Localising the Humanitarian Toolkit: Lessons from recent Philippines disasters

This report was written by Rebecca Barber on behalf of Save the Children and the ASEAN Agreement for Disaster Management and Emergency Response (AADMER) Partnership Group (APG). It forms part of an overall reflection led by the Save the Children Asia Regional Office on the 'new paradigm' of humanitarian assistance in Asia.

The Philippines is one of the most disaster prone countries in the world. It experiences around 900 earthquakes and typhoons annually, and almost three quarters of the population are vulnerable to natural hazards. This vulnerability is increasing, as changing weather patterns mean that lower-­‐intensity storms are accompanied by heavier rainfall – a phenomenon illustrated by the particularly high casualty figures and enormous economic losses caused by relatively low-­‐intensity storms in recent years. The typical path of typhoons across the Philippines is also shifting, meaning that increasingly, storms are hitting communities with very little experience of tropical storms. This poses enormous challenges to the efforts being made by the national government to improve disaster preparedness and response across the country, as well as for international actors seeking to assist them.
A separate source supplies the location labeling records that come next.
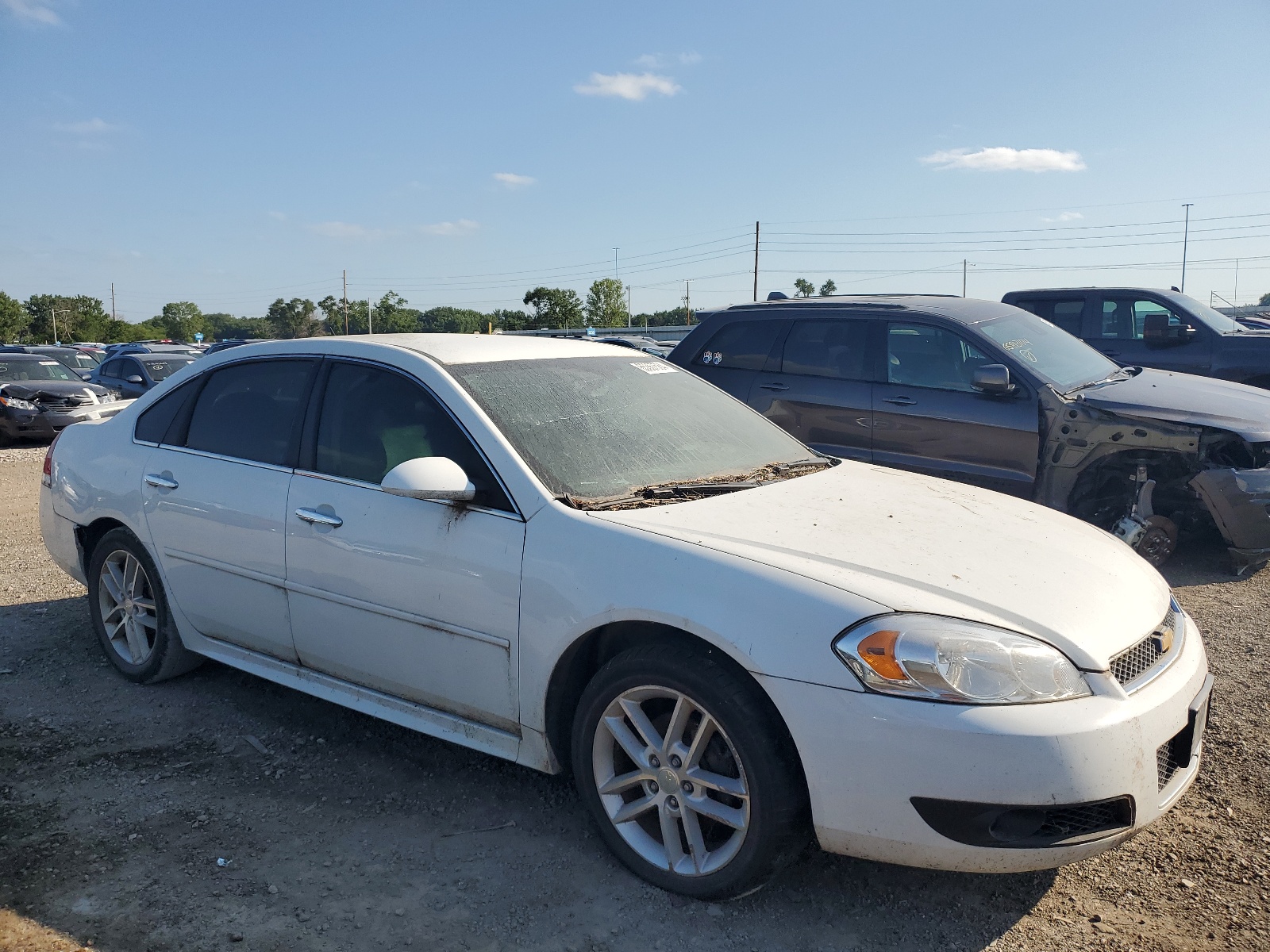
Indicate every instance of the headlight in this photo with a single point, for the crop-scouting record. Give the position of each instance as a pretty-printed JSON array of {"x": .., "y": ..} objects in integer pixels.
[{"x": 949, "y": 659}]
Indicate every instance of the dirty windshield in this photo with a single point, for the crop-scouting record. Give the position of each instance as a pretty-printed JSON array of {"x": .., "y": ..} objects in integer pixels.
[
  {"x": 17, "y": 371},
  {"x": 606, "y": 427},
  {"x": 1047, "y": 351}
]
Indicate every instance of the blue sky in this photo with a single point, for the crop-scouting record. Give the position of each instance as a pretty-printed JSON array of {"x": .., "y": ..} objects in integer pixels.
[{"x": 232, "y": 152}]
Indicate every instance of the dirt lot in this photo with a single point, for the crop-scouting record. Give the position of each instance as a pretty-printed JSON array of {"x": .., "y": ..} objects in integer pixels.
[{"x": 117, "y": 804}]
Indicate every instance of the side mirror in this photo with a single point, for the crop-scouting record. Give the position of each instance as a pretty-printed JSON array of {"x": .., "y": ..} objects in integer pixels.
[
  {"x": 429, "y": 478},
  {"x": 994, "y": 378}
]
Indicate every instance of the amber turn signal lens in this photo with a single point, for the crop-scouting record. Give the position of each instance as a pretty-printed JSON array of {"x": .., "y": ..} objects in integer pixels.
[{"x": 878, "y": 651}]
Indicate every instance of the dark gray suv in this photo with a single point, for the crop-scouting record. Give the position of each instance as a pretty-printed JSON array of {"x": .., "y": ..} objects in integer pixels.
[{"x": 988, "y": 393}]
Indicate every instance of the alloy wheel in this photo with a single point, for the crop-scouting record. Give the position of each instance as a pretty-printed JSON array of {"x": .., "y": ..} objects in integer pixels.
[
  {"x": 127, "y": 605},
  {"x": 671, "y": 781}
]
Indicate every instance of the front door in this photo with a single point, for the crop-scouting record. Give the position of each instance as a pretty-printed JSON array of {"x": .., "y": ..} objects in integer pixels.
[
  {"x": 927, "y": 416},
  {"x": 822, "y": 391},
  {"x": 1119, "y": 321},
  {"x": 416, "y": 598},
  {"x": 216, "y": 501}
]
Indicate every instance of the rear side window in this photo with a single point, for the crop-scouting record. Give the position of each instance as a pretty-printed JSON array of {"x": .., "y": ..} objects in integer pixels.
[
  {"x": 253, "y": 412},
  {"x": 154, "y": 423},
  {"x": 374, "y": 419},
  {"x": 836, "y": 349},
  {"x": 743, "y": 346}
]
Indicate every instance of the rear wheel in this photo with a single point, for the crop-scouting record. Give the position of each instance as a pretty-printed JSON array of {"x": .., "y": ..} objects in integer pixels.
[
  {"x": 130, "y": 612},
  {"x": 689, "y": 774}
]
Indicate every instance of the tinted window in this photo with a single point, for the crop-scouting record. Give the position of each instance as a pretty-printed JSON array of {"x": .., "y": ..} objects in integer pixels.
[
  {"x": 162, "y": 370},
  {"x": 931, "y": 357},
  {"x": 745, "y": 346},
  {"x": 829, "y": 349},
  {"x": 375, "y": 419},
  {"x": 252, "y": 412},
  {"x": 152, "y": 424}
]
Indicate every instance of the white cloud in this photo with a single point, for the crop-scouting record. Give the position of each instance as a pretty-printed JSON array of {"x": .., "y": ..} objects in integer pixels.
[
  {"x": 32, "y": 12},
  {"x": 448, "y": 228},
  {"x": 93, "y": 127},
  {"x": 1005, "y": 159},
  {"x": 512, "y": 181},
  {"x": 628, "y": 86}
]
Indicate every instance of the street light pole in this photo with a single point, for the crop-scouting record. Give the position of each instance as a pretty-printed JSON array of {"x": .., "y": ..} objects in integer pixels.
[{"x": 1185, "y": 238}]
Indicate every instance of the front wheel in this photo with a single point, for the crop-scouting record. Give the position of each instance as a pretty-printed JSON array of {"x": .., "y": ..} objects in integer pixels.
[{"x": 689, "y": 772}]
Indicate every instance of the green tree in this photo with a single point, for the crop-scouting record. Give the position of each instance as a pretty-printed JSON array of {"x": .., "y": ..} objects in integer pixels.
[
  {"x": 606, "y": 304},
  {"x": 181, "y": 321},
  {"x": 554, "y": 308},
  {"x": 294, "y": 319},
  {"x": 14, "y": 319}
]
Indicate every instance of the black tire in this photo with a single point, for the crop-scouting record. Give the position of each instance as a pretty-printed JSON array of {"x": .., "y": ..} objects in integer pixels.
[
  {"x": 755, "y": 752},
  {"x": 165, "y": 655}
]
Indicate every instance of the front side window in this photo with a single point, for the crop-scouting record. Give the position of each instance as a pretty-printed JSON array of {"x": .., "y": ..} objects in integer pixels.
[
  {"x": 836, "y": 349},
  {"x": 374, "y": 419},
  {"x": 602, "y": 427},
  {"x": 743, "y": 346},
  {"x": 252, "y": 412},
  {"x": 920, "y": 355}
]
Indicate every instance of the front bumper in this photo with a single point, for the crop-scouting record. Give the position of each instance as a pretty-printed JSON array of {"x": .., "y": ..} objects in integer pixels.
[
  {"x": 867, "y": 755},
  {"x": 1240, "y": 505}
]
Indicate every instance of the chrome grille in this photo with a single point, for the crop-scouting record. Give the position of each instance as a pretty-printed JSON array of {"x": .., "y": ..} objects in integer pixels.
[{"x": 1156, "y": 649}]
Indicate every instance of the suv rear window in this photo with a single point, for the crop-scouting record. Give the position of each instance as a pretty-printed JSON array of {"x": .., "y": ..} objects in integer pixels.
[{"x": 743, "y": 346}]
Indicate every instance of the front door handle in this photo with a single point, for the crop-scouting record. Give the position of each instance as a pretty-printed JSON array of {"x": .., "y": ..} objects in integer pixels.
[{"x": 317, "y": 518}]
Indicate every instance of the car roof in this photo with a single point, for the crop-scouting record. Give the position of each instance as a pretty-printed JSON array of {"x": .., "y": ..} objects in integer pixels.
[
  {"x": 444, "y": 348},
  {"x": 965, "y": 310}
]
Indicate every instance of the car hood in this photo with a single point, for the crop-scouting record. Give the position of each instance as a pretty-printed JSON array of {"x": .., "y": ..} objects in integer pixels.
[
  {"x": 1183, "y": 397},
  {"x": 916, "y": 543},
  {"x": 55, "y": 390}
]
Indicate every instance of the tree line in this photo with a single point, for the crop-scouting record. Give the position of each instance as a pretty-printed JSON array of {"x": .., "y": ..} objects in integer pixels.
[{"x": 46, "y": 317}]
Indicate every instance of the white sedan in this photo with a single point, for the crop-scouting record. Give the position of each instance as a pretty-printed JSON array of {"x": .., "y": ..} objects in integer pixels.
[{"x": 587, "y": 560}]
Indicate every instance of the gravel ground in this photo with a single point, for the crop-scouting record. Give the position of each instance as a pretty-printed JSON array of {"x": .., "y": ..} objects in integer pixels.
[{"x": 338, "y": 831}]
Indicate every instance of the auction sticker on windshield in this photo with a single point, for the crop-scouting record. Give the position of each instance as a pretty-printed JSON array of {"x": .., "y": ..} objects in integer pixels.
[{"x": 653, "y": 367}]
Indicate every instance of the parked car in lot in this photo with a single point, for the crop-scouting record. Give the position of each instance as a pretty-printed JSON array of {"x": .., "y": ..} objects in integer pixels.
[
  {"x": 40, "y": 397},
  {"x": 988, "y": 393},
  {"x": 584, "y": 559},
  {"x": 133, "y": 374},
  {"x": 1153, "y": 328}
]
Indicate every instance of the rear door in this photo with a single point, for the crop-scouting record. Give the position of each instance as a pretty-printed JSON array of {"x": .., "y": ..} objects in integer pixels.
[
  {"x": 822, "y": 390},
  {"x": 927, "y": 416},
  {"x": 1118, "y": 325},
  {"x": 736, "y": 353}
]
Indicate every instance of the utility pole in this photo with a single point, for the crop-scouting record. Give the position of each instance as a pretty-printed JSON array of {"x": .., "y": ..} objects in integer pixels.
[
  {"x": 1185, "y": 236},
  {"x": 756, "y": 260}
]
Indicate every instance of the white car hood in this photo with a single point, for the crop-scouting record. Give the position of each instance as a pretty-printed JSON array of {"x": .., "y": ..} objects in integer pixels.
[{"x": 918, "y": 543}]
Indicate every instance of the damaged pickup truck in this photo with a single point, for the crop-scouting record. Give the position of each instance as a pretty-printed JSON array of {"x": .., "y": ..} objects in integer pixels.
[
  {"x": 41, "y": 397},
  {"x": 988, "y": 393}
]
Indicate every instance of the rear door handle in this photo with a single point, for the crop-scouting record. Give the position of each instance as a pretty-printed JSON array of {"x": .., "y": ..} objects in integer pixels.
[{"x": 313, "y": 516}]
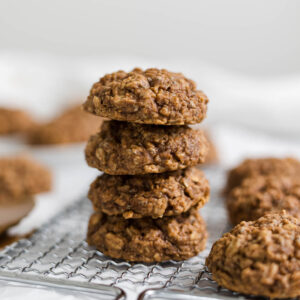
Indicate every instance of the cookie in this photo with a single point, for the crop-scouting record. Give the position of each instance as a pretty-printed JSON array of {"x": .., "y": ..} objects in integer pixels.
[
  {"x": 13, "y": 211},
  {"x": 21, "y": 176},
  {"x": 259, "y": 257},
  {"x": 262, "y": 166},
  {"x": 14, "y": 121},
  {"x": 212, "y": 157},
  {"x": 259, "y": 195},
  {"x": 73, "y": 126},
  {"x": 147, "y": 239},
  {"x": 152, "y": 96},
  {"x": 123, "y": 148},
  {"x": 151, "y": 195}
]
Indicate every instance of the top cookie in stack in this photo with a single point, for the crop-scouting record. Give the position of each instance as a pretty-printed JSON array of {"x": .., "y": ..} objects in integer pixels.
[{"x": 153, "y": 217}]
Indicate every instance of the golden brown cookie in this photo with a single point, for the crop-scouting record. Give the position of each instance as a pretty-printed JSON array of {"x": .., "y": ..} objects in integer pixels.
[
  {"x": 122, "y": 148},
  {"x": 72, "y": 126},
  {"x": 260, "y": 257},
  {"x": 259, "y": 195},
  {"x": 151, "y": 195},
  {"x": 262, "y": 166},
  {"x": 212, "y": 156},
  {"x": 14, "y": 121},
  {"x": 21, "y": 176},
  {"x": 152, "y": 96},
  {"x": 147, "y": 239}
]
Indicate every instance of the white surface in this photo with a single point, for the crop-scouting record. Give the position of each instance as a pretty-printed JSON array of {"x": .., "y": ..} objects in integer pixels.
[
  {"x": 252, "y": 36},
  {"x": 242, "y": 112}
]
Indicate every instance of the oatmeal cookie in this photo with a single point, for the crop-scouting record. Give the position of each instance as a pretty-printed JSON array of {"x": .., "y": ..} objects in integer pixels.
[
  {"x": 72, "y": 126},
  {"x": 152, "y": 195},
  {"x": 14, "y": 121},
  {"x": 21, "y": 176},
  {"x": 259, "y": 257},
  {"x": 152, "y": 96},
  {"x": 212, "y": 156},
  {"x": 259, "y": 195},
  {"x": 262, "y": 166},
  {"x": 122, "y": 148},
  {"x": 147, "y": 239}
]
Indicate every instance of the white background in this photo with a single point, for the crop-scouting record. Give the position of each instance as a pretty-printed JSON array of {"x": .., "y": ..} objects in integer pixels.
[{"x": 244, "y": 54}]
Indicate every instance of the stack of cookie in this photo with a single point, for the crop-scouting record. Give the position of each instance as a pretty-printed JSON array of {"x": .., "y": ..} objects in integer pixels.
[{"x": 146, "y": 204}]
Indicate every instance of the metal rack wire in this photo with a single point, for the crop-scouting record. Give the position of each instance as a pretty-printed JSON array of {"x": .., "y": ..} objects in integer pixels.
[{"x": 57, "y": 256}]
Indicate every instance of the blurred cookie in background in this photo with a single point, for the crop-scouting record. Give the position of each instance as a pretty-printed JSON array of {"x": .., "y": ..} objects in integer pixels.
[
  {"x": 259, "y": 195},
  {"x": 261, "y": 166},
  {"x": 73, "y": 126},
  {"x": 20, "y": 179},
  {"x": 14, "y": 121},
  {"x": 22, "y": 176}
]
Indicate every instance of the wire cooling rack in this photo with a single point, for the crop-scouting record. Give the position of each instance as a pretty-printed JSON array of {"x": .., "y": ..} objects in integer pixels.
[{"x": 57, "y": 256}]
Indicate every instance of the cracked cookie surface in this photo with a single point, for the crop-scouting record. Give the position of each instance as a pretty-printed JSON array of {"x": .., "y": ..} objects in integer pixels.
[
  {"x": 152, "y": 195},
  {"x": 122, "y": 148},
  {"x": 147, "y": 239},
  {"x": 259, "y": 257},
  {"x": 259, "y": 195},
  {"x": 262, "y": 166},
  {"x": 14, "y": 121},
  {"x": 152, "y": 96}
]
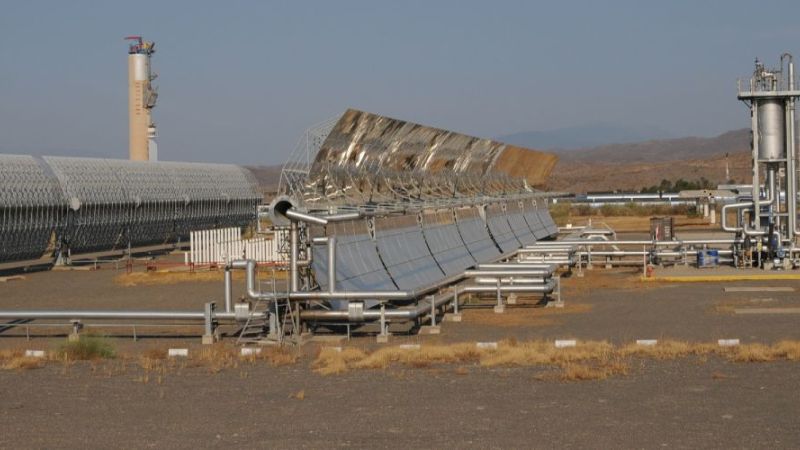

The Philippines has taken great strides in recent years in improving its disaster management capacity. It has one of the most robust legal frameworks in the world for disaster risk management, and strong capacity and commitment within government departments to address disaster risk. But with disaster risk expected to increase, enormous challenges remain. Despite a strong legal framework for disaster risk reduction and management, implementation at the local level remains challenged by a lack of resources and capacity; there remain gaps in the ability of both national and international actors to appropriately target the needs of vulnerable groups; and the positioning of the national coordinating body for disaster management within the Department of National Defence (DND), in a context in which populations are affected simultaneously by both conflict and natural disaster, poses challenges for agencies striving to ensure adherence to humanitarian principles. The Philippines thus provides a case study of the challenges faced by national governments throughout the region in managing rapidly increasing disaster risk. But more than this, it provides an illustration of the shifting roles of national, regional and international actors in disaster management.